Qu’est-il devenu aujourd’hui ? Le 27 février 2012, il fut victime d’une panne générale suite à un incendie moteur au large des Seychelles. Remorqué par un thonier français, il arriva le 01 mars à Mahé. Il regagna le port de Gênes où il fut immobilisé puis vendu à la démolition, aux chantiers d’Aliaga en Turquie, où il échoua définitivement le 24 octobre 2012.

Adriana

Le charmant Adriana en navigation

Historique : ce petit navire de 104 mètres seulement et pouvant accueillir 312 passagers fut construit en Grèce en 1972, sous le nom d’Aquarius. En 1987, il fut vendu à la compagnie croate Jadrolinija et renommé Adriana avant d’être cédé dix ans plus tard, au voyagiste français Plein Cap qui l’exploitera jusqu’en 2010. L’Adriana offrit, à la fin des années 1990, le même produit que proposait Paquet avec le Mermoz, c’est à dire des croisières francophones avec une gastronomie française, sur un navire possédant un nombre restreint de passagers.

Destinations de prédilection ? Généralement, les croisières étaient au départ de Nice pour la Méditerranée mais il offrait également des itinéraires en Europe du Nord ainsi que des périples dans les mers chaudes durant l’hiver.

Qu’est-il devenu aujourd’hui ? Lorsque Plein Cap se sépara du navire en 2010, il fut racheté par la compagnie Tropicana Cruises qui l’exploita pour des croisières au départ de Cuba. Puis en 2013 et 2014, il fut exploité par un voyagiste russe pour des croisières d’une nuit entre Sébastopol et Istanbul. Le navire est désormais en attente sur l’île de Trinidad-et-Tobago.

Triton

Tritton s'aventurant en mer Méditerranée

Triton s’aventurant en mer Méditerranée © D.R

Historique : c’est en 1972, sous le nom de Cunard Adventurer que le navire commença sa carrière pour la compagnie Cunard. Cinq ans après, il fut cédé à Norwegian Cruise Line qui le renomma Sunward II et l’exploita aux Caraïbes. En 1991, il changea une nouvelle fois de compagnie et atterri chez la compagnie grecque Royal Olympic Cruises où il devint Triton.

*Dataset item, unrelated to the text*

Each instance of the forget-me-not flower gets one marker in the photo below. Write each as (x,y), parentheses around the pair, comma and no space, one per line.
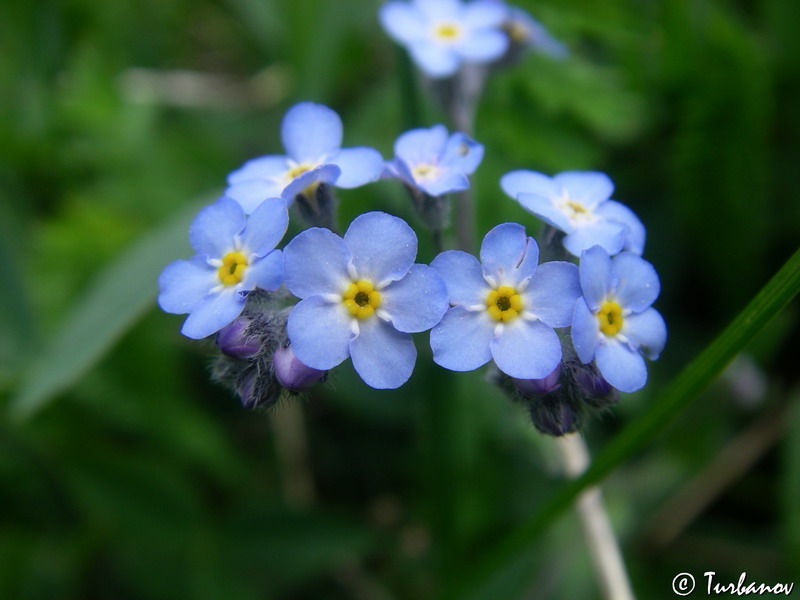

Destinations de prédilection ? C’est durant l’hiver 1998-1999 que les croisiéristes français vont connaître ce petit navire, exploité par le voyagiste Nouvelles Frontières à travers des croisières au départ de La Havane, avec vol inclus au départ de Paris. Les autres escales étaient Gran Cayman, Montego Bay, l’Île de la Jeunesse et Calica. Le reste du temps, sa compagnie initiale le déployait pour des croisières en mer Égée au départ du Pirée.

Qu’est-il devenu aujourd’hui ? Après la faillite de Royal Olympic Cruises en 2004, il fut exploité pour des croisières en Méditerranée par la compagnie chypriote Louis Cruise Lines, sous le nom Coral. Mis aux arrêts en 2011, il finira sur les plages d’Alang en 2014, pour y être démantelé.

Princess Danae

Princess Danaé amarré à Harwich

Princess Danae amarré à Harwich © D.R

Historique : à l’origine, ce navire, construit dans les chantiers Harland & Wolff en 1954, (d’où était sorti le Titanic), était un cargo frigorifique baptisé Port Melbourne. Transformé en navire de croisière en 1977, il fut exploité par la compagnie Costa Croisières entre 1979 et 1992.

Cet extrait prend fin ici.